Em meio a críticas da oposição por escândalos de corrupção, alguns deles envolvendo filhos do ex-presidente, o perfil considerado por alguns autoritário de López Obrador, e o excessivo poder dado às Forças Armadas (que passaram a controlar mais de 20 empresas estatais no país), Sheinbaum afirmou que seu antecessor “é um dos lutares sociais mais importantes da História moderna”.
A nova presidente se referiu a López Obrador como um “irmão, amigo e companheiro”, e disse que foi “uma honra lutar com o senhor”. Numa frase que, para alguns analistas foi interpretada como uma marcação de território, Sheinbaum disse duas vezes que agora chegou “o tempo das mulheres”. Mas, em momento algum, a nova presidente fez qualquer questionamento ao governo que terminou, pelo contrário.
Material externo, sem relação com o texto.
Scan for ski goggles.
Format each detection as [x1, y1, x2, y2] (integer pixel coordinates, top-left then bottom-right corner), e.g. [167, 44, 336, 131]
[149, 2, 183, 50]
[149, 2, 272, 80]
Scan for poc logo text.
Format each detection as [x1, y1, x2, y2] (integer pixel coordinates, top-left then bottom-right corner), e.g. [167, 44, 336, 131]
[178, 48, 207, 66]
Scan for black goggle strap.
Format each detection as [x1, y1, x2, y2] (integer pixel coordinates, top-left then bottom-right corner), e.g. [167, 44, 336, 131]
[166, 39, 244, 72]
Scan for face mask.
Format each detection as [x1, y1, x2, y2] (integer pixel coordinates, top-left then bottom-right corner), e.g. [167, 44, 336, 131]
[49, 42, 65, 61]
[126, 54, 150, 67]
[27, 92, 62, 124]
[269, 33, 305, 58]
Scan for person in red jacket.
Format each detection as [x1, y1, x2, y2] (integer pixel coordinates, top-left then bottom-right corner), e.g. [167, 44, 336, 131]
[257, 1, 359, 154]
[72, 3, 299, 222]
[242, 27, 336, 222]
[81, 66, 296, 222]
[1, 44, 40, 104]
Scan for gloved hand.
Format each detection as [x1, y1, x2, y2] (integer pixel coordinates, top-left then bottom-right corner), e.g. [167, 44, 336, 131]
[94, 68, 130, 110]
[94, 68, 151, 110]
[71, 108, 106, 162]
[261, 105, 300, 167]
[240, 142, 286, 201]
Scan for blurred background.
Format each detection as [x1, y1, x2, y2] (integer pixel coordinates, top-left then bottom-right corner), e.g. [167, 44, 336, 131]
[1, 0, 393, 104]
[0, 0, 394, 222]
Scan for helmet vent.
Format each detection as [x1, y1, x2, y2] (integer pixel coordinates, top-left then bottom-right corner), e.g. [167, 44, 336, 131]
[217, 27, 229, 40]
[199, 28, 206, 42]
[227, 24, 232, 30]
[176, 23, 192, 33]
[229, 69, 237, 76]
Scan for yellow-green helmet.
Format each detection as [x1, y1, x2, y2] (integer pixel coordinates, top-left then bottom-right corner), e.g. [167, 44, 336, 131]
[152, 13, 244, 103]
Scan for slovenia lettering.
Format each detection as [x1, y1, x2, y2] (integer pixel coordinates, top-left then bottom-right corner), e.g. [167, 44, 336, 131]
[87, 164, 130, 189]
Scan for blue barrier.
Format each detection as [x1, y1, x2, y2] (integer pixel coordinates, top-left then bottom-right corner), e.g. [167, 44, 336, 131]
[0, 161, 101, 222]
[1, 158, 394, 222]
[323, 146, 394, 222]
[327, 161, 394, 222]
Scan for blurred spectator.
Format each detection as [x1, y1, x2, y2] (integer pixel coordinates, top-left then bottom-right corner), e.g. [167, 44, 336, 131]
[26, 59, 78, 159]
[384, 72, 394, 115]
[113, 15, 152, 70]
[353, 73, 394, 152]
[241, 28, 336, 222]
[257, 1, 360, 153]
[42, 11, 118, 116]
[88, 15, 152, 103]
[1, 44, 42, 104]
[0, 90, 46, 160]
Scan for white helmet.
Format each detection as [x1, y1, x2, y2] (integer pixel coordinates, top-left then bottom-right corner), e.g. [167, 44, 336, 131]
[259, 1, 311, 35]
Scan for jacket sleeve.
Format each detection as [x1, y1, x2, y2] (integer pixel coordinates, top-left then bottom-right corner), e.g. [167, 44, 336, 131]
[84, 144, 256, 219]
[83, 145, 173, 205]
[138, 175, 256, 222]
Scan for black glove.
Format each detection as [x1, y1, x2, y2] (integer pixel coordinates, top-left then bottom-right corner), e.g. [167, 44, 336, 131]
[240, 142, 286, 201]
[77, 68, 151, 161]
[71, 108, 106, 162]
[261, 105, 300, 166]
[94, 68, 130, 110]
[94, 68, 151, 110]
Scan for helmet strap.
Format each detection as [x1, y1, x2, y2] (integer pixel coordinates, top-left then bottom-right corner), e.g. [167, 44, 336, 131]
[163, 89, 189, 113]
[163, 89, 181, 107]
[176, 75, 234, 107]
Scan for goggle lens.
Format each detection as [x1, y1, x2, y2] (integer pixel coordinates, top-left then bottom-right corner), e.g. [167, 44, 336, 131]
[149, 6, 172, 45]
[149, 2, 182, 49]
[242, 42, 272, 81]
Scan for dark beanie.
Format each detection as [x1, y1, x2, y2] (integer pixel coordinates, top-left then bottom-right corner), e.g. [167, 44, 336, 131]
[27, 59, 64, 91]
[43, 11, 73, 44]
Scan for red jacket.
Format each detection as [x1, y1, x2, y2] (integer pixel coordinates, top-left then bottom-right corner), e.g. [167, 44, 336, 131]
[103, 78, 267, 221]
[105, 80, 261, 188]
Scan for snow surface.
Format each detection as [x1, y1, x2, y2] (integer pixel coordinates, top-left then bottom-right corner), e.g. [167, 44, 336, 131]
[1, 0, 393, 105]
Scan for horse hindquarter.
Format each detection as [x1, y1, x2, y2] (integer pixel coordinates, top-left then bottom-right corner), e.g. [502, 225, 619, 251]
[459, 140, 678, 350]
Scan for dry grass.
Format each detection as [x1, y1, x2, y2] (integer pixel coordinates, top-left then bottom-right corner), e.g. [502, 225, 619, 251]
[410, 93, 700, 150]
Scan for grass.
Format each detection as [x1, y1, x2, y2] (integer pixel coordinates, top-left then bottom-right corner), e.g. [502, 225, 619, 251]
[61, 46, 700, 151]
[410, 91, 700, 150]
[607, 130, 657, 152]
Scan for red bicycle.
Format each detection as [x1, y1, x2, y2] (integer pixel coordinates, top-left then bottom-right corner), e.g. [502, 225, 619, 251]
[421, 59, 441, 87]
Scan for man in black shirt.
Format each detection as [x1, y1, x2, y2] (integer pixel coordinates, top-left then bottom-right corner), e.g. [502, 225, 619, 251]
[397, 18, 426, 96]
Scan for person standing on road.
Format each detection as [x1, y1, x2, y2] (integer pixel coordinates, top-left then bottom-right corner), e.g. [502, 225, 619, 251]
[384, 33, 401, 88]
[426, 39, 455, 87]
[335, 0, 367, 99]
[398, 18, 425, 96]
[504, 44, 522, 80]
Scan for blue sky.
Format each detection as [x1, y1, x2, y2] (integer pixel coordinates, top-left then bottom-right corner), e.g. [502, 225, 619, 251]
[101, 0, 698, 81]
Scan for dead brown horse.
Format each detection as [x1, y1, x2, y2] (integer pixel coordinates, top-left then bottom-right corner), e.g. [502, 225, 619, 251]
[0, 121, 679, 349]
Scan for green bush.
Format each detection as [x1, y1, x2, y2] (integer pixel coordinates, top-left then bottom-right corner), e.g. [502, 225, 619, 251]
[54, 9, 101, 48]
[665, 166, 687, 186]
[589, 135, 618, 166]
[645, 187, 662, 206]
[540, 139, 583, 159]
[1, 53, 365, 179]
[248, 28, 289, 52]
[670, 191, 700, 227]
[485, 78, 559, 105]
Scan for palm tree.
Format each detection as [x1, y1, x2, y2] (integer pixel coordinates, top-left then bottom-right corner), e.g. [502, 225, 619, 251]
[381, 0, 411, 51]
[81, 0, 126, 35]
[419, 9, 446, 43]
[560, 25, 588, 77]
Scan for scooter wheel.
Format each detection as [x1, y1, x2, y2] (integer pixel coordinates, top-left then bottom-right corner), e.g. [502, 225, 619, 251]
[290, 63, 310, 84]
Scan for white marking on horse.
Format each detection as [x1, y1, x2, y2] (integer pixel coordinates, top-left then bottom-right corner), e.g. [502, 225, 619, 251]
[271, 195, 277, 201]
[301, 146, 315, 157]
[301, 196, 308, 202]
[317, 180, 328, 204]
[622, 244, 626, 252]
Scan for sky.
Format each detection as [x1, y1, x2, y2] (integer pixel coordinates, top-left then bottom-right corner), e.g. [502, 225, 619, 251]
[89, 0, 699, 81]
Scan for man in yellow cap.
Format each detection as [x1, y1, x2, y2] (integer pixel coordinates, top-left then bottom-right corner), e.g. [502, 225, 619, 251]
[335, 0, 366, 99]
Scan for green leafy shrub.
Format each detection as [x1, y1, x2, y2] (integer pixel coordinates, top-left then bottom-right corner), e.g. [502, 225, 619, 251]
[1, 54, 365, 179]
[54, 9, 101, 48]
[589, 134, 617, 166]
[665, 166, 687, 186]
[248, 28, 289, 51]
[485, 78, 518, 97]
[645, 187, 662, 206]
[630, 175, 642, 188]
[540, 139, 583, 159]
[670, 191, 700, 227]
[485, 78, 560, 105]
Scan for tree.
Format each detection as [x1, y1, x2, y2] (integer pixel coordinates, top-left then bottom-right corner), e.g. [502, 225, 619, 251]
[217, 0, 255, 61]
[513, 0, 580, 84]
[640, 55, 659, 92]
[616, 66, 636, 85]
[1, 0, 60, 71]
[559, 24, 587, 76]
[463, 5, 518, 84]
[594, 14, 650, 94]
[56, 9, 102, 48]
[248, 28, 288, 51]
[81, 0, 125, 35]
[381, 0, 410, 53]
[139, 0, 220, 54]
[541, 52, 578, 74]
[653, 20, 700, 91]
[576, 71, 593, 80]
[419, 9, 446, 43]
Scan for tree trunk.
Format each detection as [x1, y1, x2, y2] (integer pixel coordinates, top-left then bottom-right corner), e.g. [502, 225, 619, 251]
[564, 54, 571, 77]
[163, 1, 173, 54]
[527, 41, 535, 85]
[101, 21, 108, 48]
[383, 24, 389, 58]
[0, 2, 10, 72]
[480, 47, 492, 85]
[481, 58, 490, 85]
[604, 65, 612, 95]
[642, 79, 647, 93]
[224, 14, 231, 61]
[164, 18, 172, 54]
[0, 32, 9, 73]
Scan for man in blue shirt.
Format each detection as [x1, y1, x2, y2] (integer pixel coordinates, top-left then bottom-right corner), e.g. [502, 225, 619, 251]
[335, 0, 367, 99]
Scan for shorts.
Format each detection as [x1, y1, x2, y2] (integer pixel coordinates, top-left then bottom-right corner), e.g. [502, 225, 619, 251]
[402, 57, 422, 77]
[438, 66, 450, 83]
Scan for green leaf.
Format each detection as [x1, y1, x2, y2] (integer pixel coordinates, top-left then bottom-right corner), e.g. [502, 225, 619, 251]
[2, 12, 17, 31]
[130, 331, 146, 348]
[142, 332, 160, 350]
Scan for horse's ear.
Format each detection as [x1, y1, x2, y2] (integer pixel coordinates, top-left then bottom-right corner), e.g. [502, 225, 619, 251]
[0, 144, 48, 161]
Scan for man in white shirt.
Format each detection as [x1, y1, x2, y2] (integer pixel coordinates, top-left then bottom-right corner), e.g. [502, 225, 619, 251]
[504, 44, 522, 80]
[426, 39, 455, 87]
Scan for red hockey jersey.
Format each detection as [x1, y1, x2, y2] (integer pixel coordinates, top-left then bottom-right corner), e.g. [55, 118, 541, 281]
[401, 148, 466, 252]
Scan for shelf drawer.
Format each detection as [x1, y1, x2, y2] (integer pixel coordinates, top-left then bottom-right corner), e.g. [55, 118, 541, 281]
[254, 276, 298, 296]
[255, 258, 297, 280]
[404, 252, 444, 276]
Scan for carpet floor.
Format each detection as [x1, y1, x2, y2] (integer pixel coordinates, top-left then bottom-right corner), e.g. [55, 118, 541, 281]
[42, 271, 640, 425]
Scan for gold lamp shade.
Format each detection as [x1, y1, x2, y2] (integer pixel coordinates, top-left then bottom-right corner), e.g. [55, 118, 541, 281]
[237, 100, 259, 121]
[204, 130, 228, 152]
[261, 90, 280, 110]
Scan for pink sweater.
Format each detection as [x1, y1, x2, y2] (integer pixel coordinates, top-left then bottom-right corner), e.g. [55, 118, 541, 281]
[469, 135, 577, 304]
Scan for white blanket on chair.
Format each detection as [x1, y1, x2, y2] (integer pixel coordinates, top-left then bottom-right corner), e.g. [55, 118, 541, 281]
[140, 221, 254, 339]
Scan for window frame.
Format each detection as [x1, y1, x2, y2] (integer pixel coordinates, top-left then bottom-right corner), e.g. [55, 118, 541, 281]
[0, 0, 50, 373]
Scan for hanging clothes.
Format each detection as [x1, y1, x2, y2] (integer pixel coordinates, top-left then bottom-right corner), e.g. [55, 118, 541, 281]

— Nos últimos seis anos 9,5 milhões de mexicanos saíram da pobreza, não foram aumentados impostos, reduzimos as desigualdades, o endividamento encolheu, o desemprego diminuiu e temos recorde de investimento estrangeiro — assegurou a nova presidente, que defendeu o que definiu como “um novo modelo de país, o que chamamos de humanismo mexicano”.
Para opositores do ex-presidente, este novo modelo foi eficiente em tirar mexicanos da pobreza, mas não em promover o crescimento de uma classe média sólida. Segundo dados oficiais, no segundo trimestre deste ano 54% dos trabalhadores mexicanos não tinham carteira assinada.
Alguns princípios desse modelo, explicou Sheinbaum, são a austeridade republicana, o compartilhamento da prosperidade, o cuidado do meio ambiente — tema que nunca foi considerado prioritário por López Obrador —, e os direitos das mulheres — também pouco atendido pelo ex-presidente.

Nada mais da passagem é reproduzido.